[PATCH 1/2] drm/xe/dgfx: Block rpm for active mmap mappings

Thu Dec 7 13:06:57 UTC 2023

On 07/12/2023 11:26, Matthew Auld wrote:
> On 06/12/2023 13:34, Badal Nilawar wrote:
>> Block rpm for discrete cards when mmap mappings are active.
>> Ideally rpm wake ref should be taken in vm_open call and put in vm_close
>> call but it is seen that vm_open doesn't get called for xe_gem_vm_ops.
>> Therefore rpm wake ref is being get in xe_drm_gem_ttm_mmap and put
>> in vm_close.
>>
>> Cc: Rodrigo Vivi <rodrigo.vivi at intel.com>
>> Cc: Anshuman Gupta <anshuman.gupta at intel.com>
>> Signed-off-by: Badal Nilawar <badal.nilawar at intel.com>
>> ---
>>   drivers/gpu/drm/xe/xe_bo.c | 35 +++++++++++++++++++++++++++++++++--
>>   1 file changed, 33 insertions(+), 2 deletions(-)
>>
>> diff --git a/drivers/gpu/drm/xe/xe_bo.c b/drivers/gpu/drm/xe/xe_bo.c
>> index 72dc4a4eed4e..5741948a2a51 100644
>> --- a/drivers/gpu/drm/xe/xe_bo.c
>> +++ b/drivers/gpu/drm/xe/xe_bo.c
>> @@ -15,6 +15,7 @@
>>   #include <drm/ttm/ttm_tt.h>
>>   #include <drm/xe_drm.h>
>> +#include "i915_drv.h"
> 
> Do we need this?
> 
>>   #include "xe_device.h"
>>   #include "xe_dma_buf.h"
>>   #include "xe_drm_client.h"
>> @@ -1158,17 +1159,47 @@ static vm_fault_t xe_gem_fault(struct vm_fault 
>> *vmf)
>>       return ret;
>>   }
>> +static void xe_ttm_bo_vm_close(struct vm_area_struct *vma)
>> +{
>> +    struct ttm_buffer_object *tbo = vma->vm_private_data;
>> +    struct drm_device *ddev = tbo->base.dev;
>> +    struct xe_device *xe = to_xe_device(ddev);
>> +
>> +    ttm_bo_vm_close(vma);
>> +
>> +    if (tbo->resource->bus.is_iomem)
>> +        xe_device_mem_access_put(xe);

Are you sure this works as expected?
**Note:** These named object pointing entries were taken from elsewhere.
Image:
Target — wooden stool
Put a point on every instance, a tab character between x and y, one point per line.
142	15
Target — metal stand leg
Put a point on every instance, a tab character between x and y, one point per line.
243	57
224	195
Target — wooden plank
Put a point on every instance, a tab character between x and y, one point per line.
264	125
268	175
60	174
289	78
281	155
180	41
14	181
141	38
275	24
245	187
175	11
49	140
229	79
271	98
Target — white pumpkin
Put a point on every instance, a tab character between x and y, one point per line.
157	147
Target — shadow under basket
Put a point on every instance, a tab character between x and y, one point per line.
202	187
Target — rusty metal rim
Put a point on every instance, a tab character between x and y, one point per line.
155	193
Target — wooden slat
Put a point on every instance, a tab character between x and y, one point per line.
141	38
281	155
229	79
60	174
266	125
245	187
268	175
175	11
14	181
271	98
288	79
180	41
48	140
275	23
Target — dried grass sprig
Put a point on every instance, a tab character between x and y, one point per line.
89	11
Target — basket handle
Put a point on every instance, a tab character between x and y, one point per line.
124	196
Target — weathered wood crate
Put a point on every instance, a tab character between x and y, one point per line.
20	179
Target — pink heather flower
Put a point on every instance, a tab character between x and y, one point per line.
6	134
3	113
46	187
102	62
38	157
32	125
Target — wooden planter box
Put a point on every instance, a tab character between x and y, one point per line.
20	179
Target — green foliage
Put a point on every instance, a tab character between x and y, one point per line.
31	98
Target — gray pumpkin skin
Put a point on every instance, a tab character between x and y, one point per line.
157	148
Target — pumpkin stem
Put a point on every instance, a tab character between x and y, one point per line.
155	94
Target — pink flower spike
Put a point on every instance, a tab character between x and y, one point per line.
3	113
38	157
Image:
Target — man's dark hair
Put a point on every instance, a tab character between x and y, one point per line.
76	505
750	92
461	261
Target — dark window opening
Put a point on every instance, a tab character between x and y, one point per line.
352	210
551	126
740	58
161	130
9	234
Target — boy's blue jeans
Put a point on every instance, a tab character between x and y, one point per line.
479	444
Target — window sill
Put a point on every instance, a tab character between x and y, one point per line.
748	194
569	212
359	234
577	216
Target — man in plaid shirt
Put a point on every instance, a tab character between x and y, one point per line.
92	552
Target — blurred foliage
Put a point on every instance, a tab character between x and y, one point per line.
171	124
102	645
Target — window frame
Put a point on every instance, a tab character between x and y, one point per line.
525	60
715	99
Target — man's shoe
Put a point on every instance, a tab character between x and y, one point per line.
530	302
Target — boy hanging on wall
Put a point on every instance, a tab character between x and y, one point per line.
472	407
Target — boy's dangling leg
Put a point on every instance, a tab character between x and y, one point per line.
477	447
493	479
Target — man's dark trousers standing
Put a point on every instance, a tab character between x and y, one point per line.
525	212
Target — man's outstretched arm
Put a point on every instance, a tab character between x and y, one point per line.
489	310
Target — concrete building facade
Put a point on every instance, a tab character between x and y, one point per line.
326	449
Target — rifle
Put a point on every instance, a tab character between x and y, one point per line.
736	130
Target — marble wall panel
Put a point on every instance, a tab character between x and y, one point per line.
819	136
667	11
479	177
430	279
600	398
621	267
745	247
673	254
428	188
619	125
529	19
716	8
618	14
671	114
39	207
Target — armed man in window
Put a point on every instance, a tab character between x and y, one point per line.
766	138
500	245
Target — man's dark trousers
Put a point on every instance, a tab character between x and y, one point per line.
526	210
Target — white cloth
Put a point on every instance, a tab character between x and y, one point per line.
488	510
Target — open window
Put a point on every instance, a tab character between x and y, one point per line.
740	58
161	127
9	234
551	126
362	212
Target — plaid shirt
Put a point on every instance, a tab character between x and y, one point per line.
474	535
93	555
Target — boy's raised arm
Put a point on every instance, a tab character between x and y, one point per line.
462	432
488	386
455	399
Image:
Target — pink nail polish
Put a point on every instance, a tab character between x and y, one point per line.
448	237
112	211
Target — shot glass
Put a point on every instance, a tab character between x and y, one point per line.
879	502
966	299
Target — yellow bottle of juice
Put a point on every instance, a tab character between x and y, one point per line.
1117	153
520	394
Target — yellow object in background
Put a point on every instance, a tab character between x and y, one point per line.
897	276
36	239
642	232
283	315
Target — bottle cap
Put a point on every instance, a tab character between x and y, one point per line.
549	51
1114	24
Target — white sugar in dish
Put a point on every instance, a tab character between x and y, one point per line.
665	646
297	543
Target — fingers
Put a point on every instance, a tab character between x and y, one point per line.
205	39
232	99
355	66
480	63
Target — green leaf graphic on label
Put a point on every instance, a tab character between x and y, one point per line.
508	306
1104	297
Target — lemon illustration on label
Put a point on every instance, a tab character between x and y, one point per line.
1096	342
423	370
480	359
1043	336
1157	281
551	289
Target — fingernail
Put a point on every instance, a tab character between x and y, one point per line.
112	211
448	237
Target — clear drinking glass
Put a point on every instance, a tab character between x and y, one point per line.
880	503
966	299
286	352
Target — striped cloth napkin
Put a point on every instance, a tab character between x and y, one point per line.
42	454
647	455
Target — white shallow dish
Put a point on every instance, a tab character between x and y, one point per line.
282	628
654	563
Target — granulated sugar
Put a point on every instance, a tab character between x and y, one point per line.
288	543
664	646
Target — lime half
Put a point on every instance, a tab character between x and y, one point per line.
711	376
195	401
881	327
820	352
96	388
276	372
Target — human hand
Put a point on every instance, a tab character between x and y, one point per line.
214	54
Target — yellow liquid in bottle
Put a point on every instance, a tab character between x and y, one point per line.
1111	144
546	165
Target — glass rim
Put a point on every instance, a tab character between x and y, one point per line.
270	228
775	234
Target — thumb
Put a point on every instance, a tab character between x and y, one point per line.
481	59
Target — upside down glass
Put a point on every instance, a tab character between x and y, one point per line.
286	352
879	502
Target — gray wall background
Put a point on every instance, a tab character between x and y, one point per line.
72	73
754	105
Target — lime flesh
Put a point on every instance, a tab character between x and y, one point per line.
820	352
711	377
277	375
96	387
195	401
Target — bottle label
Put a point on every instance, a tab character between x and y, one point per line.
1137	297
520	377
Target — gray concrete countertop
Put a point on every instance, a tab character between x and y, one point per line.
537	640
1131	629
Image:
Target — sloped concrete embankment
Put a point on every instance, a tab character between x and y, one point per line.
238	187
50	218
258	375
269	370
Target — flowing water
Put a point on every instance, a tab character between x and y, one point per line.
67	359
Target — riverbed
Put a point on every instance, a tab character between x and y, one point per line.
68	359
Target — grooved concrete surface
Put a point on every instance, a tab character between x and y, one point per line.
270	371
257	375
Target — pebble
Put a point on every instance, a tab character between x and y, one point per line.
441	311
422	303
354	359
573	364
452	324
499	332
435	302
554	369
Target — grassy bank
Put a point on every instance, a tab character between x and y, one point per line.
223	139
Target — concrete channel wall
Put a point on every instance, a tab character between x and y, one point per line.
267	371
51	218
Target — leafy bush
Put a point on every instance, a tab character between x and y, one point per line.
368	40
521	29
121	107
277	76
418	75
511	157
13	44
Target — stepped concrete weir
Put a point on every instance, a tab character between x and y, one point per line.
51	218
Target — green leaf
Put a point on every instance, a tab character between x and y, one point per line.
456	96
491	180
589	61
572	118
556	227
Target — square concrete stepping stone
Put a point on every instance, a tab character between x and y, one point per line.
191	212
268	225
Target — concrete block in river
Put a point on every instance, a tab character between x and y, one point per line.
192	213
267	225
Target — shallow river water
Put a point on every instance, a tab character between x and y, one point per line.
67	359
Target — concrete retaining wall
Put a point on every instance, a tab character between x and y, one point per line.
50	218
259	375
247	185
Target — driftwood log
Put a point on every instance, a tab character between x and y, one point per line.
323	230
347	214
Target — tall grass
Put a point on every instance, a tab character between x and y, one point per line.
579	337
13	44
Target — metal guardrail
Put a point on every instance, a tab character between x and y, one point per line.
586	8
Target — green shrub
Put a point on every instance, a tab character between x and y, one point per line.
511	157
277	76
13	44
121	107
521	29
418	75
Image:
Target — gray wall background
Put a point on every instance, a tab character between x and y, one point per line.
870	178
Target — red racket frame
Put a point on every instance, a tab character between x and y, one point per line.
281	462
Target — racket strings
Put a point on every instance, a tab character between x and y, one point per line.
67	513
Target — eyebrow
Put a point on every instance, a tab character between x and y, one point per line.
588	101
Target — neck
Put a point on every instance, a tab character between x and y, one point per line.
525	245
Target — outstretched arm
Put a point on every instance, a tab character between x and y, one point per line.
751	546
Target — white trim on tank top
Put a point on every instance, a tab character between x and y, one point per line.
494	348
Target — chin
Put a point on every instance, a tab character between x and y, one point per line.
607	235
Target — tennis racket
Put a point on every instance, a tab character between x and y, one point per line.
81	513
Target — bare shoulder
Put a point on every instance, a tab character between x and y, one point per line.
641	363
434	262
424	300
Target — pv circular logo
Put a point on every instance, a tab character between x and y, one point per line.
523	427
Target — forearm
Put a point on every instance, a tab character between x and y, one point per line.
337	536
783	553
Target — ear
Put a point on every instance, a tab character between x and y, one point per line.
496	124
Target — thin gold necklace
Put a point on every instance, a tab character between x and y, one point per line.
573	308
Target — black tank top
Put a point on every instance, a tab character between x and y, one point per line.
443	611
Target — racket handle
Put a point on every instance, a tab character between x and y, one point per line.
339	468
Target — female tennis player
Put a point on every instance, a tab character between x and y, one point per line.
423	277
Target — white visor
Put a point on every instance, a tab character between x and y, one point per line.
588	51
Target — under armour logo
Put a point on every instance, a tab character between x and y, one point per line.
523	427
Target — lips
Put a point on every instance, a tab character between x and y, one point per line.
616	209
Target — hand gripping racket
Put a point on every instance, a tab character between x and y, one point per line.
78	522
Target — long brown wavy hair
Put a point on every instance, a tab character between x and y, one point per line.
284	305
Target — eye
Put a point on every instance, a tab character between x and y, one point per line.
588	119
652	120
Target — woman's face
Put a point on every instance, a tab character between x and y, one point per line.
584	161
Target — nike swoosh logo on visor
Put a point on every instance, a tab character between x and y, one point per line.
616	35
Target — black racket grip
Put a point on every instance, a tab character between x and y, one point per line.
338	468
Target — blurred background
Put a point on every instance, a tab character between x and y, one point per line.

Say if the user partially unmaps 
something?

map = mmap(obj, size);
unmap(map, size/2);
unmap(map, size);

That would be one mmap but multiple vm_close calls leading to an 
imbalance in the RPM ref. I think we need the access_get in the vm_open 
also?

>> +}
>> +
>>   static const struct vm_operations_struct xe_gem_vm_ops = {
>>       .fault = xe_gem_fault,
>>       .open = ttm_bo_vm_open,
>> -    .close = ttm_bo_vm_close,
>> +    .close = xe_ttm_bo_vm_close,
>>       .access = ttm_bo_vm_access
>>   };
>> +int xe_drm_gem_ttm_mmap(struct drm_gem_object *gem,
>> +            struct vm_area_struct *vma)
>> +{
>> +    struct ttm_buffer_object *tbo = drm_gem_ttm_of_gem(gem);
>> +    struct drm_device *ddev = tbo->base.dev;
>> +    struct xe_device *xe = to_xe_device(ddev);
>> +    int ret;
>> +
>> +    ret = drm_gem_ttm_mmap(gem, vma);
>> +    if (ret < 0)
>> +        return ret;
>> +
>> +    if (tbo->resource->bus.is_iomem)
>> +        xe_device_mem_access_get(xe);
> 
> Checking is_iomem outside of the usual locking is racy. One issue here 
> is that is_iomem can freely change at any point (like at fault time) so 
> when vm_close is called you can easily get an an unbalanced RPM ref 
> count. For example io_mem is false here but later becomes true in 
> bo_vm_close and then we call mem_access_put even though we never called 
> mem_access_get.
> 
> Maybe check the possible placements of the object instead since that is 
> immutable?
> 
>> +
>> +    return 0;
>> +}
>> +
>>   static const struct drm_gem_object_funcs xe_gem_object_funcs = {
>>       .free = xe_gem_object_free,
>>       .close = xe_gem_object_close,
>> -    .mmap = drm_gem_ttm_mmap,
>> +    .mmap = xe_drm_gem_ttm_mmap,
>>       .export = xe_gem_prime_export,
>>       .vm_ops = &xe_gem_vm_ops,
>>   };